Department of Human Genetics, Hannover Medical School, Hannover, Germany.
Institute of Hematology and Center for Hemato-Oncology Research, University and Hospital of Perugia, Perugia, Italy.
Fam Cancer. 2021 Oct;20(4):295-303. doi: 10.1007/s10689-021-00263-z. Epub 2021 May 31.
Since WHO has recognized myeloid neoplasms with germline predisposition as a new entity in 2016, it has become increasingly clear that diagnosing familial leukemia has critical implications for both the patient and his/her family, and that interdisciplinary teams of hematologists and clinical geneticists should provide care for this specific patient group. Here, we summarize consensus criteria for the identification and screening of patients with genetic predisposition for hematologic malignancies, as provided by different working groups, e.g. by the Nordic MDS group and the AACR. In addition to typical clinical features, results from targeted deep sequencing may point to a genetic predisposition. We review strategies to distinguish somatic and germline variants and discuss recommendations for genetic analyses aiming to identify the underlying genetic variant that should follow established quality criteria to detect both SNVs and CNVs and to determine the pathogenicity of genetic variants. To enhance the knowledge about hematologic neoplasms with germline predisposition we recommend archiving clinical and genetic data and archiving them in international registries.

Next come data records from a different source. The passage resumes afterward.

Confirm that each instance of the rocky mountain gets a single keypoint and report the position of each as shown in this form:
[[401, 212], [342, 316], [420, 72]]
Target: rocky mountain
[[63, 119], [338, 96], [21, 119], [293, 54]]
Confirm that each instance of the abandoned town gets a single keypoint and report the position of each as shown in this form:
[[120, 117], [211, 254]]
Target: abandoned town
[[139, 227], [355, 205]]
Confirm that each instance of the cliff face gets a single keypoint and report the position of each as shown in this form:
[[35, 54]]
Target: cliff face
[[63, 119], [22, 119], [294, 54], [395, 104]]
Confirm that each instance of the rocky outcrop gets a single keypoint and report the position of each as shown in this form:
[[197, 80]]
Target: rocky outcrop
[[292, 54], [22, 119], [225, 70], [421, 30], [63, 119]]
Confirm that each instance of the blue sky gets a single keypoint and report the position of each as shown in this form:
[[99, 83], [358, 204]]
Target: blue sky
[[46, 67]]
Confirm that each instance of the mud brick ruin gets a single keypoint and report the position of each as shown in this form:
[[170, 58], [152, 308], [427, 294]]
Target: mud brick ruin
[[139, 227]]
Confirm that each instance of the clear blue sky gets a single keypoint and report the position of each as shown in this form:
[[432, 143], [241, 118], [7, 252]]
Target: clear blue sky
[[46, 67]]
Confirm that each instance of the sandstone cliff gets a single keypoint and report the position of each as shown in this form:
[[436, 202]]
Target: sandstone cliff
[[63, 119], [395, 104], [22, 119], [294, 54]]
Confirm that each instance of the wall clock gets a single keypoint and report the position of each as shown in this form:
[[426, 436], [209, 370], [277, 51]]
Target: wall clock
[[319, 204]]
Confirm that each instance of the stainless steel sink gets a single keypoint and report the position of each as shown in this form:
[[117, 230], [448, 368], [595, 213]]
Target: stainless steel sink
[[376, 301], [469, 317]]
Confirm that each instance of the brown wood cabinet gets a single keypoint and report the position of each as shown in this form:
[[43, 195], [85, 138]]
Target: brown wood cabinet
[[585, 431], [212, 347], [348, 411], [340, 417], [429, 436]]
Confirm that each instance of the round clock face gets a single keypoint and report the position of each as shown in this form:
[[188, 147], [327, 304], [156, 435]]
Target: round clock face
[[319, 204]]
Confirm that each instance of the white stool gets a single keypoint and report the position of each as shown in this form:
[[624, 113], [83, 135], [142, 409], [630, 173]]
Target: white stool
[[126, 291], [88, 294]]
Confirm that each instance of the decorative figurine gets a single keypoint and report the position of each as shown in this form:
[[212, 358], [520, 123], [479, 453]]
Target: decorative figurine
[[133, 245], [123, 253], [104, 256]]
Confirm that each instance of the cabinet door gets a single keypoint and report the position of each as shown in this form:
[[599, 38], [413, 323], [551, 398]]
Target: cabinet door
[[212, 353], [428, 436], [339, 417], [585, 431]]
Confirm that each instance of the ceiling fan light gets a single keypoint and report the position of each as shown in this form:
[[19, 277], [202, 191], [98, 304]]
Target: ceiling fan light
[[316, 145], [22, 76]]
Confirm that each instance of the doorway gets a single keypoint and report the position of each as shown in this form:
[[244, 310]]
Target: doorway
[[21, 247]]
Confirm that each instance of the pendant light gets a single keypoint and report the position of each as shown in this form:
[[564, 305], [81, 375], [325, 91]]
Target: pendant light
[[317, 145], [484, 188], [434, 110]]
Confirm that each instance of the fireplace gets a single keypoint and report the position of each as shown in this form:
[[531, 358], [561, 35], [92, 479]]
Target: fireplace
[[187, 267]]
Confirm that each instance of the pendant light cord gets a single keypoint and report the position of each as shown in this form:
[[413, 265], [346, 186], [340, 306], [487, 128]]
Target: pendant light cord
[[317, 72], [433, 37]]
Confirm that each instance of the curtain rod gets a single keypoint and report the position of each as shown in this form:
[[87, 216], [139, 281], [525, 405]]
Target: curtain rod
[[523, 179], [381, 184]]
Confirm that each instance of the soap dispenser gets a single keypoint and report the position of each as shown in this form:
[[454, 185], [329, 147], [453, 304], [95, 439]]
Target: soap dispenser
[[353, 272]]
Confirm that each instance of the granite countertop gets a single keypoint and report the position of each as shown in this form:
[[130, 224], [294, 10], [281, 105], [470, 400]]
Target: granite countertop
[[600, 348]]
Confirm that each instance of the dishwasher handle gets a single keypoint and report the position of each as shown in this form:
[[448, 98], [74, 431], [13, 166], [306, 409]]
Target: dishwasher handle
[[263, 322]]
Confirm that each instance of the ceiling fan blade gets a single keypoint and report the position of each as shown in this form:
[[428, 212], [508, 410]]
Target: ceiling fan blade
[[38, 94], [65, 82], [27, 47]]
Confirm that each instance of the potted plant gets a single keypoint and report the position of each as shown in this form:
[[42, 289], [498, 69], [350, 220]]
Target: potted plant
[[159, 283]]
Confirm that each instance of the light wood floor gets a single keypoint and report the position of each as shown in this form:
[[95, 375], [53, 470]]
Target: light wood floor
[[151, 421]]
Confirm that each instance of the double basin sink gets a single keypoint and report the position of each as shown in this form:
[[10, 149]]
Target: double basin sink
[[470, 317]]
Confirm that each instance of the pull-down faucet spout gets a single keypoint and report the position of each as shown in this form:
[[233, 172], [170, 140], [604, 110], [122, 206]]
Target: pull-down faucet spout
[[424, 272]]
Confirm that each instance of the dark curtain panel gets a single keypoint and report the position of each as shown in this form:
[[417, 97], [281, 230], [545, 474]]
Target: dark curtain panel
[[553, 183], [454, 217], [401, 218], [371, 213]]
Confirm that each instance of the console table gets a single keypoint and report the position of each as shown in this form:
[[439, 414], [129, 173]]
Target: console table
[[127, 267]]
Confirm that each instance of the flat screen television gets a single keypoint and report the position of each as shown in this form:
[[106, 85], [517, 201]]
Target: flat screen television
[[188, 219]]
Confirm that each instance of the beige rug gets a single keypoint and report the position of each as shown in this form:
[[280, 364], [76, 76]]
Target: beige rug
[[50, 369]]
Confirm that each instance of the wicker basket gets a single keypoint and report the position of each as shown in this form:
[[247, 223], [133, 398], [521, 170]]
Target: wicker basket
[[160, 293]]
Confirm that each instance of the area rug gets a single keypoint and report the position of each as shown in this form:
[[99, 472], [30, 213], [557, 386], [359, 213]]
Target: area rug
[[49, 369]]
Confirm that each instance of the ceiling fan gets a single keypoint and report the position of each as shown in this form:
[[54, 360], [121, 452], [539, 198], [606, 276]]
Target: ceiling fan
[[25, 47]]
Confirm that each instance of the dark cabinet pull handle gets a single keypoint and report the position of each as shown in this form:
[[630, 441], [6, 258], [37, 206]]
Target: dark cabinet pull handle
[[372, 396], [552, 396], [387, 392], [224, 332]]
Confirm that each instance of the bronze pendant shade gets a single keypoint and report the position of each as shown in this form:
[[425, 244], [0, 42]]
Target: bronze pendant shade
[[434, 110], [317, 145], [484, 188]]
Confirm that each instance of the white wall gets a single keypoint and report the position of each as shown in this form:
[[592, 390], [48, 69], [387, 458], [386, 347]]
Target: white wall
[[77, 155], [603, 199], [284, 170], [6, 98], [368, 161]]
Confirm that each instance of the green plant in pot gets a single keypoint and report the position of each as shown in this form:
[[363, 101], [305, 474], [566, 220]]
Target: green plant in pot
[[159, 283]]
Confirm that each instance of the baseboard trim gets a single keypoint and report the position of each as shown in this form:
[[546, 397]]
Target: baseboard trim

自 2016 年世界卫生组织(WHO)将伴种系倾向的髓系肿瘤确认为一种新实体以来,越来越明显的是,诊断家族性白血病对患者及其家属都具有重要意义,血液学家和临床遗传学家的跨学科团队应为这一特定患者群体提供护理。在这里,我们总结了不同工作组(例如北欧 MDS 组和美国癌症研究协会)提供的用于鉴定和筛查遗传性血液恶性肿瘤易感性患者的共识标准。除了典型的临床特征外,靶向深度测序的结果也可能提示遗传易感性。我们回顾了区分体细胞和种系变异的策略,并讨论了遗传分析的建议,旨在确定潜在的遗传变异,这些建议应遵循既定的质量标准,以检测 SNV 和 CNV,并确定遗传变异的致病性。为了增强对伴种系倾向的血液肿瘤的认识,我们建议对临床和遗传数据进行存档,并将其存档于国际注册处。